Each of what I listened remained etched in my memory, like etchings on glass which I could now hold in my hand, (carefully, lest it broke) ;turn to the twilight or to dawn and read, again and again. The meanings formed from the smoke of his absinthe voice with the rising smoke of the ashes of his tone and texture began to take a vise like grip around first my heart and transcended to my soul and clouded my existence. The grip tightened with every passing moment of conversation and slipped into my consciousness while silent. At first I pushed it away and fell back into the vortex. But slowly the vortex spiraled uncontrollably away and the grip held me locked in reality. The key had slipped away and I writhed in abysmal pain. I felt the poison throbbing in my temple, my veins and my heart was turning purple…and then blue. I struggled with the bonds. I lashed out. As a child I had been disturbing…I was never a silent weeper and my sobs would be heart rendering and I fought back whenever I was given instructions or boundaries. I reached out to these moments to draw strength to fight back and in turn I stabbed at the heart of my angel. I watched in mute sadistic fascination as it bled into his golden white self and two gentle tears slipped out silently from his eyes. I did nothing. I did not hold him. The grip was tightening around my heart. My heart was now fading into white. And, suddenly the vortex opened and swallowed me in, closing upon him as he stood mute, his wingspan open against the window with the drawn curtains, pale against the brilliant orange sunset.
When I returned, he was standing beside me.
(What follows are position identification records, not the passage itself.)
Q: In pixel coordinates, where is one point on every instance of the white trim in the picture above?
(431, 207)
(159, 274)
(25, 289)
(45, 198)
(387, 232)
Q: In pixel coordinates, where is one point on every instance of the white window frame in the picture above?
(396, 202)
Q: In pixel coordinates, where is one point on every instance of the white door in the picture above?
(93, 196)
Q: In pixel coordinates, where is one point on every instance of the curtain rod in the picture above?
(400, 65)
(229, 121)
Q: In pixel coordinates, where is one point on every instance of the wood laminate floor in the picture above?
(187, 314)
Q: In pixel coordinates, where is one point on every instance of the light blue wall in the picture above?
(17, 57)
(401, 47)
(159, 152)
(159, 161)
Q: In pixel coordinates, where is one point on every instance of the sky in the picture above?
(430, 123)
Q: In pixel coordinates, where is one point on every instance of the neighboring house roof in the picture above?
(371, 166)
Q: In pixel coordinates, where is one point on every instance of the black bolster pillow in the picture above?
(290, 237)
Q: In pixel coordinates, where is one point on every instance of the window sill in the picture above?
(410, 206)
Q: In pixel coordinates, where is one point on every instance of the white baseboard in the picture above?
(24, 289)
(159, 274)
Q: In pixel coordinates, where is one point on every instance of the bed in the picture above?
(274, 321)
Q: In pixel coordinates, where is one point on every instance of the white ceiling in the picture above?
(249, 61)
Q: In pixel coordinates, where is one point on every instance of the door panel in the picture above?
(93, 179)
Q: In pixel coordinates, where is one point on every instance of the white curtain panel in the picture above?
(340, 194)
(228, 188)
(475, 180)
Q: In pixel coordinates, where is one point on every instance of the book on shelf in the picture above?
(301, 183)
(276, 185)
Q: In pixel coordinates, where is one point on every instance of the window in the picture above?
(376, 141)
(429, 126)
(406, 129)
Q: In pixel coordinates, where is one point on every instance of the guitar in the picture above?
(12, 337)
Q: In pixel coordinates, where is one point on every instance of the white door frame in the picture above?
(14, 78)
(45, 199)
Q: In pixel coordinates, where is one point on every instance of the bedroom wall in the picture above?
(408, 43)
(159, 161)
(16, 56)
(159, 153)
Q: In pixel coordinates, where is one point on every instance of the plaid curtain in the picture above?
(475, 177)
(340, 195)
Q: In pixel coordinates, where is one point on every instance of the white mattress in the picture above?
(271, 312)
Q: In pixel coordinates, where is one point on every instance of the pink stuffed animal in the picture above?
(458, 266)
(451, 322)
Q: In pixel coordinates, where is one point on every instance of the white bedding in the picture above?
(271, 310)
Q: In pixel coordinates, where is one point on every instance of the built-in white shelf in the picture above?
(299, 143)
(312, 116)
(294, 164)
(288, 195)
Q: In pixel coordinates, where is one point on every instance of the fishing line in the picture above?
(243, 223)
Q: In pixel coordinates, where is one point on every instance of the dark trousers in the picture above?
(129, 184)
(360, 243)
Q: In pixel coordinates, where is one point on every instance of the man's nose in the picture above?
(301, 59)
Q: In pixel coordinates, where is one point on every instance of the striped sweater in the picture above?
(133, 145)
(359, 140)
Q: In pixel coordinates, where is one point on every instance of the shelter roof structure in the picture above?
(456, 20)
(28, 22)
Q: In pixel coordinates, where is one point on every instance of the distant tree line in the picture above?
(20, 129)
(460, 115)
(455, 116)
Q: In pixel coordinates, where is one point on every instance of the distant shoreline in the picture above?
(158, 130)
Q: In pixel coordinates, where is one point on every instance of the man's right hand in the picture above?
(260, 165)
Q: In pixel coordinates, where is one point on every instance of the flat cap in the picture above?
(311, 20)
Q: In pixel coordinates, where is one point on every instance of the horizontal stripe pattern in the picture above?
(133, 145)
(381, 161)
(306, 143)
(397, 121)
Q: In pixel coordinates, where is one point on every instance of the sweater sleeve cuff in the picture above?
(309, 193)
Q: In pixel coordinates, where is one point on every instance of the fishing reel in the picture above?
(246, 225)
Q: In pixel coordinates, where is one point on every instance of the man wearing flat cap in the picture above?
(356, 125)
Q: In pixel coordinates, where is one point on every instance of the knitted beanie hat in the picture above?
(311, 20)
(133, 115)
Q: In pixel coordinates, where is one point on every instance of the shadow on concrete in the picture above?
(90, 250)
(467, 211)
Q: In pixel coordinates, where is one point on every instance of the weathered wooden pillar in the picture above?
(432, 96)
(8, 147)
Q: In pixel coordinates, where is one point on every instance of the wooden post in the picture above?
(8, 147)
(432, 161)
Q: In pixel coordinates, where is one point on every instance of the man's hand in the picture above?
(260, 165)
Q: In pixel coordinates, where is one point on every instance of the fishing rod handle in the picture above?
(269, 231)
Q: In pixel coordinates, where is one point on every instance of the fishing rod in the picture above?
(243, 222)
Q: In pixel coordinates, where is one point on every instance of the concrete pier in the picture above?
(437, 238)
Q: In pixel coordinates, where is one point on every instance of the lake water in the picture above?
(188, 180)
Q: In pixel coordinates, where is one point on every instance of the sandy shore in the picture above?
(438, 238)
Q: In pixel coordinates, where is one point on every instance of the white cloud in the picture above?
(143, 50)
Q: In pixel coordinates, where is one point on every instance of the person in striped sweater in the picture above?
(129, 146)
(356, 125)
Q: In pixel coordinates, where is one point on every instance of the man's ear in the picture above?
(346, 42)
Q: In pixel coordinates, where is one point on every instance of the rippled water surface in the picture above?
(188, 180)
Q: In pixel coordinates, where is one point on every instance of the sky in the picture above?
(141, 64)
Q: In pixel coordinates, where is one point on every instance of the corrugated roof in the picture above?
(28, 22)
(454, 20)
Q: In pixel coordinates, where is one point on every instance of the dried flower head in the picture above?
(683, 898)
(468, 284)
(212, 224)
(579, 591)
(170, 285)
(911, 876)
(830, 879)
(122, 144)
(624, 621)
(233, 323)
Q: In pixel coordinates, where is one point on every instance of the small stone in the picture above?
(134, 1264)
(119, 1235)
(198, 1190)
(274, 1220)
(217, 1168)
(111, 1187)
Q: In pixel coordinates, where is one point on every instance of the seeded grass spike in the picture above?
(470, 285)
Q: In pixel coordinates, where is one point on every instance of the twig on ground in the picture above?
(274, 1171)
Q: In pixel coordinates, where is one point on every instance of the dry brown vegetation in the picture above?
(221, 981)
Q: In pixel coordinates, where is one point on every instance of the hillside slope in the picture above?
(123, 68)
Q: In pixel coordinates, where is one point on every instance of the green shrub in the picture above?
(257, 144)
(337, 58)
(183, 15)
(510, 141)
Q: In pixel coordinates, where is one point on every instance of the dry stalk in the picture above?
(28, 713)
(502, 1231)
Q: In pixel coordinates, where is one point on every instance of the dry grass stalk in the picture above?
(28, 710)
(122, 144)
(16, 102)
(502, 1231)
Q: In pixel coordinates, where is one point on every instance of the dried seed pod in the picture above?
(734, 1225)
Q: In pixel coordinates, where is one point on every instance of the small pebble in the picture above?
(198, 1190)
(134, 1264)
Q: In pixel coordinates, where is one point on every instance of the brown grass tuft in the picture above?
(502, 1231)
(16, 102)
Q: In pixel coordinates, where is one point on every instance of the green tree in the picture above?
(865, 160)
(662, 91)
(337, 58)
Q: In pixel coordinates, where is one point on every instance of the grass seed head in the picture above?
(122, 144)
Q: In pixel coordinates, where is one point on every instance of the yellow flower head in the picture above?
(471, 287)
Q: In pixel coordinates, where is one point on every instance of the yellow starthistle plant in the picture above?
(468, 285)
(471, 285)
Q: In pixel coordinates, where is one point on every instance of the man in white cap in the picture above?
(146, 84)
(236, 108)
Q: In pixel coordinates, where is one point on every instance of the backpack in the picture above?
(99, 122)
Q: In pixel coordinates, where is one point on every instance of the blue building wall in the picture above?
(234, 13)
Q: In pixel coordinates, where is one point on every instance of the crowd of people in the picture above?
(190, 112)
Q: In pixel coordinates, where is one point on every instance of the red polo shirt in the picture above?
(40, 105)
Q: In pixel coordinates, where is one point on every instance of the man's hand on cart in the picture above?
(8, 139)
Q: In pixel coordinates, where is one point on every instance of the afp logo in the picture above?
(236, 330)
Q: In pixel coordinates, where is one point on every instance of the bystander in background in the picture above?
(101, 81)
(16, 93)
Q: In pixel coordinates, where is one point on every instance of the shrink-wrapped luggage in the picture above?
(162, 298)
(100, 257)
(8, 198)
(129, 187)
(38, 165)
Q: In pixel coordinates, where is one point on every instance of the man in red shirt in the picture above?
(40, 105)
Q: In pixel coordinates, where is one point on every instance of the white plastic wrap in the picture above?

He had managed to stitch up his heart and offered a weak smile. I recoiled in horror. I could not accept this. The guilt came in small waves first. And then it hit in huge waves which refused to ebb and only accumulated with infinite salt deposits coating my burning heart. I rummaged for a way to compensate. “I would be good”, I said to myself like I would do as a child on failing an elder, a friend or a dying butterfly. But I could not…and one day while my angel was crouching after one after another seemingly infinitesimal stab had left him incapacitated, I looked into the mirrored lake of the magical swans and saw what I had become.
And that is the day, I decided to run away from him and never come back.